Doctors worry less about the high daytime temperatures than about the hot nights. At temperatures above 30 degrees, the human body no longer recovers during sleep. Will the heat in much of Spain soon become incompatible with human life?

That depends on our capacity to adapt. Of course we can live in air-conditioned houses. The question is what happens to the ecosystems as such.

The ground temperature increases. The European monitoring system Copernicus measured temperatures of 50 to over 60 degrees in large parts of Spain. Is this still compatible with agriculture – an important economic sector?

What Copernicus shows – not just for the soils, but also for the temperatures of the seas – is worrying. We are at the limit of what most of our ecosystems can tolerate. The big problem in Spain is desertification and desertification.

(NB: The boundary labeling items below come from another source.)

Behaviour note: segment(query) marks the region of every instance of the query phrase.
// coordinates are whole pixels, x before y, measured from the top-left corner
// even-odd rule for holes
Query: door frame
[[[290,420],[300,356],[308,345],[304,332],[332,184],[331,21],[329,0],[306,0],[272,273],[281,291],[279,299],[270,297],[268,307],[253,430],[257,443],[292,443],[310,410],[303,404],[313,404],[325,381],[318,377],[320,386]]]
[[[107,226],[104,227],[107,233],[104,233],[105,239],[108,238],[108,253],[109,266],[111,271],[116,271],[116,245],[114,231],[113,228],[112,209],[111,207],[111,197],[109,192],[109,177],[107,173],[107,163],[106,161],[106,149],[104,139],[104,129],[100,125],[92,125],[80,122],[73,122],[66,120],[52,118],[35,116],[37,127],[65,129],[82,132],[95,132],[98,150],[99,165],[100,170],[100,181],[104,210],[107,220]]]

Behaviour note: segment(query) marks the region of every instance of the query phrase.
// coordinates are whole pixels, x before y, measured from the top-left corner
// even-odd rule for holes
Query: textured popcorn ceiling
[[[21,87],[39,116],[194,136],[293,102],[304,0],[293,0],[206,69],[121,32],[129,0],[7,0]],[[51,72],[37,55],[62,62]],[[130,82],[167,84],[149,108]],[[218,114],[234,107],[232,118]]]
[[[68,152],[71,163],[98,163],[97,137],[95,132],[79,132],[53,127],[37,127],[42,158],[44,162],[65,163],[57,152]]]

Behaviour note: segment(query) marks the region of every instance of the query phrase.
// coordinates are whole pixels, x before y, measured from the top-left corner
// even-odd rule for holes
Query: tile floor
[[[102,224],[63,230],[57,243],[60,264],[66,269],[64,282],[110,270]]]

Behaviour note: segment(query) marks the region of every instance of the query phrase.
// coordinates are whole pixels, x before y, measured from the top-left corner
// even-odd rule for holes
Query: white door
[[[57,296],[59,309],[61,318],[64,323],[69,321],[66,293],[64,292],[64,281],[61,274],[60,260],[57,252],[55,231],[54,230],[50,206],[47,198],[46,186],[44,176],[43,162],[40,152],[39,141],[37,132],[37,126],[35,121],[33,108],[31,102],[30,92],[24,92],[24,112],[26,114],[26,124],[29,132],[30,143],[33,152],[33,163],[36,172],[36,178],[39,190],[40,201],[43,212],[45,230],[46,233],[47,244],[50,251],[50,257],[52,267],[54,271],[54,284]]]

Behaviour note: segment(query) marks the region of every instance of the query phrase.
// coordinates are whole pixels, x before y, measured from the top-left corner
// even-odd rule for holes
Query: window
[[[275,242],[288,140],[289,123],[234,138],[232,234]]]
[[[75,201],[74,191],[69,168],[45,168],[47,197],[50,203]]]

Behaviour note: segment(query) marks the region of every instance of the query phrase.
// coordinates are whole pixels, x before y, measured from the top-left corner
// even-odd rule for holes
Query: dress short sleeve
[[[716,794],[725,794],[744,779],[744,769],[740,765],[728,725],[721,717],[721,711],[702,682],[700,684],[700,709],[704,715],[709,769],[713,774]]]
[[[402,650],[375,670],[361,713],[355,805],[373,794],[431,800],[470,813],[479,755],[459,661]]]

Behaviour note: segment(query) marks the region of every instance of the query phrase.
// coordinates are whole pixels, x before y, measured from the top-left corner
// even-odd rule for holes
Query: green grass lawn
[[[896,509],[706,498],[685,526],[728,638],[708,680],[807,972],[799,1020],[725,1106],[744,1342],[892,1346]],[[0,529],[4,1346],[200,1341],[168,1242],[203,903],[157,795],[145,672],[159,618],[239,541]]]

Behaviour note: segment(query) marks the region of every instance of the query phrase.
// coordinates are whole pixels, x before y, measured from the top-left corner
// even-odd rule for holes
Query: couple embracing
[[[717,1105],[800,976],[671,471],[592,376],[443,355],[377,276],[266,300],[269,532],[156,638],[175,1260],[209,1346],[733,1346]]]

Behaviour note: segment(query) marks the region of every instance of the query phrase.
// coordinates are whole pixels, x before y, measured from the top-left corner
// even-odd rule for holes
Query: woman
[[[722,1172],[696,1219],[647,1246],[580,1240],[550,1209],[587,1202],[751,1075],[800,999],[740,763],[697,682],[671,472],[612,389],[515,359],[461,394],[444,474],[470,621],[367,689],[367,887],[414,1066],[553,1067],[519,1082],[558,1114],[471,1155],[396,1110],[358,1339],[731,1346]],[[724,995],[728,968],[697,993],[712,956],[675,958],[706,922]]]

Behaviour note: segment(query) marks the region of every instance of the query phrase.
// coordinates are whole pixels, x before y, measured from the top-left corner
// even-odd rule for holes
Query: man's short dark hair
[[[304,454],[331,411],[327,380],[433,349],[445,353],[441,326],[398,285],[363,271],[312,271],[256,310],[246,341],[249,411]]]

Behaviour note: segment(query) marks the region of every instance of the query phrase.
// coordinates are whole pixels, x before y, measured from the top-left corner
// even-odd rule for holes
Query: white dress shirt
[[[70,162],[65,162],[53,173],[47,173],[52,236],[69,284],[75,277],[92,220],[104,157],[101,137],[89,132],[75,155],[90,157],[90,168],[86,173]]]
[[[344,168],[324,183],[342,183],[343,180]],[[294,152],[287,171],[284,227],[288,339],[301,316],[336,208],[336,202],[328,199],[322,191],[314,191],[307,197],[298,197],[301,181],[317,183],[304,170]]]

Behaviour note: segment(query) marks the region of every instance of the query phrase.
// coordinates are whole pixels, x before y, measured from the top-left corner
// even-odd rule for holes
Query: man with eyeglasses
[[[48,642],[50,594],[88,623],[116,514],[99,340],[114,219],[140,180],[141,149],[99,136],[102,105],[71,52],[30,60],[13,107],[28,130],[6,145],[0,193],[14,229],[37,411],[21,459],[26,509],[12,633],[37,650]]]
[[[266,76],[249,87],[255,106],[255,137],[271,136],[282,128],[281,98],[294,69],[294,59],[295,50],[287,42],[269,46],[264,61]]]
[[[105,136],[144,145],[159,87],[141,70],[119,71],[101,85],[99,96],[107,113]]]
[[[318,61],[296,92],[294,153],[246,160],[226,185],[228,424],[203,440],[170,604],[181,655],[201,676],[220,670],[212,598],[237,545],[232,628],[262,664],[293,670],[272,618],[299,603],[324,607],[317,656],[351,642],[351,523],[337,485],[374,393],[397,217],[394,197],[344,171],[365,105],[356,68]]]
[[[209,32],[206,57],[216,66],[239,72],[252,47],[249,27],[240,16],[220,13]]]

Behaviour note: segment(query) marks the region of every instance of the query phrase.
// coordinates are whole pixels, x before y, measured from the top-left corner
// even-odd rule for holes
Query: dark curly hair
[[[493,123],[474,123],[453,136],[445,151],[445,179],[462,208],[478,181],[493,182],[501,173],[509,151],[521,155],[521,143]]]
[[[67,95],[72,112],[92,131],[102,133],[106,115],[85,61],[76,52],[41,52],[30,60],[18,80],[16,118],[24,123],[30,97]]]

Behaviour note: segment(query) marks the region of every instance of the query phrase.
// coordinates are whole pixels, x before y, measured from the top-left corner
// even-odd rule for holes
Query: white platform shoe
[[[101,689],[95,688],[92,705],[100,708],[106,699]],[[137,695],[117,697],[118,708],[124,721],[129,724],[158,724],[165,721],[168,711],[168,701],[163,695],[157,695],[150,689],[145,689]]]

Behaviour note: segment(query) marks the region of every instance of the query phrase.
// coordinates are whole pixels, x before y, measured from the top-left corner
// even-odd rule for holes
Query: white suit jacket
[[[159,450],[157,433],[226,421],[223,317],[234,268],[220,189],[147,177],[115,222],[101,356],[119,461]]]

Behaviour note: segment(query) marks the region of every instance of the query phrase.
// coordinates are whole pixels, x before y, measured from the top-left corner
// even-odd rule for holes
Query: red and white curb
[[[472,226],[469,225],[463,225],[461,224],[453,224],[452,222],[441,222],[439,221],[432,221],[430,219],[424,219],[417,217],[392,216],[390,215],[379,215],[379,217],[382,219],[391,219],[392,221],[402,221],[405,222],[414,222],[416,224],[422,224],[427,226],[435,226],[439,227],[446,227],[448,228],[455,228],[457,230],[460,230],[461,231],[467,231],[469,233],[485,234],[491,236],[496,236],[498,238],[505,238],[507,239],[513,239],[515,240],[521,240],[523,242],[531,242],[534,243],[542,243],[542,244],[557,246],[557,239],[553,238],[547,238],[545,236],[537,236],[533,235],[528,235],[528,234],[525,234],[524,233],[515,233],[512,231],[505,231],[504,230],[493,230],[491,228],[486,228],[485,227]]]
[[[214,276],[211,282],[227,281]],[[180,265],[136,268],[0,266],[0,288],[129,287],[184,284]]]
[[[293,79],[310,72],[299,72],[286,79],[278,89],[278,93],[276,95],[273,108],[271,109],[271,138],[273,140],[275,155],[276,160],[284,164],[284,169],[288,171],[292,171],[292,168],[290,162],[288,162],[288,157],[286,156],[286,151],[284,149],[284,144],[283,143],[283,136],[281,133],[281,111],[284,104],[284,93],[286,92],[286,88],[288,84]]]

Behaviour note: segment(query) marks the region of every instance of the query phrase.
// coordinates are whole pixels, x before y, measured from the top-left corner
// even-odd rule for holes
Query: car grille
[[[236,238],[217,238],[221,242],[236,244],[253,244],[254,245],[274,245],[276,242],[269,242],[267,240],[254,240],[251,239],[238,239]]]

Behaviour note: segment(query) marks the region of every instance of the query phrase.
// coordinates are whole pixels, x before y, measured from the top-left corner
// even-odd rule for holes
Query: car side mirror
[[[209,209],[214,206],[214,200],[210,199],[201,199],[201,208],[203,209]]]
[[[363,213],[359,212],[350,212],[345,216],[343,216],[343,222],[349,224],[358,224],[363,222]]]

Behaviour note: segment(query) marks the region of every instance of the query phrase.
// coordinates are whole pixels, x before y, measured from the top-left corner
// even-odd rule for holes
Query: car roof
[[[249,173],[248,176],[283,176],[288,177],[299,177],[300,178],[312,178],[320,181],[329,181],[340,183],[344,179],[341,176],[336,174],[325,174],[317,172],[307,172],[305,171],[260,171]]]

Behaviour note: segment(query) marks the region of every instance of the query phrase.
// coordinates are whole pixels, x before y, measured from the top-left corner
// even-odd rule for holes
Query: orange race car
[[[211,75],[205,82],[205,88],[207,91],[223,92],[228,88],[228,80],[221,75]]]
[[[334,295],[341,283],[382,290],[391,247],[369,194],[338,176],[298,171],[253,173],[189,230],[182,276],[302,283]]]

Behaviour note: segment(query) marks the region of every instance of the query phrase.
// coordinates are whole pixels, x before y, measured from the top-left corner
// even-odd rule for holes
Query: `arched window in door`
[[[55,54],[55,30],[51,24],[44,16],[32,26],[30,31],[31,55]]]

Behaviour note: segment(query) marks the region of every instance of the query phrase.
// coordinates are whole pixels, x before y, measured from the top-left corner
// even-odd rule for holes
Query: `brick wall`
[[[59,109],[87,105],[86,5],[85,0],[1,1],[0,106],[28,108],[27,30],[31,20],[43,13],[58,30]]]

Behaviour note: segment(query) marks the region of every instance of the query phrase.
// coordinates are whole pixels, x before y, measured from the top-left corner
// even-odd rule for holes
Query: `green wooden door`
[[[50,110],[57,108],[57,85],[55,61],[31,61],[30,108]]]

If the average temperature actually rises by 2 degrees, over 60 percent of the country will be affected. The high ground temperatures cause the soil to dry out. It has rained off and on in the last few months, but the soil does not store the water, it evaporates.

Will this lead to a shift in population within Spain, perhaps from the south to the north?

Of course, there are many places where everyone lives from agriculture or from tourism. If both industries collapse, people will no longer have any prospects and will have to leave.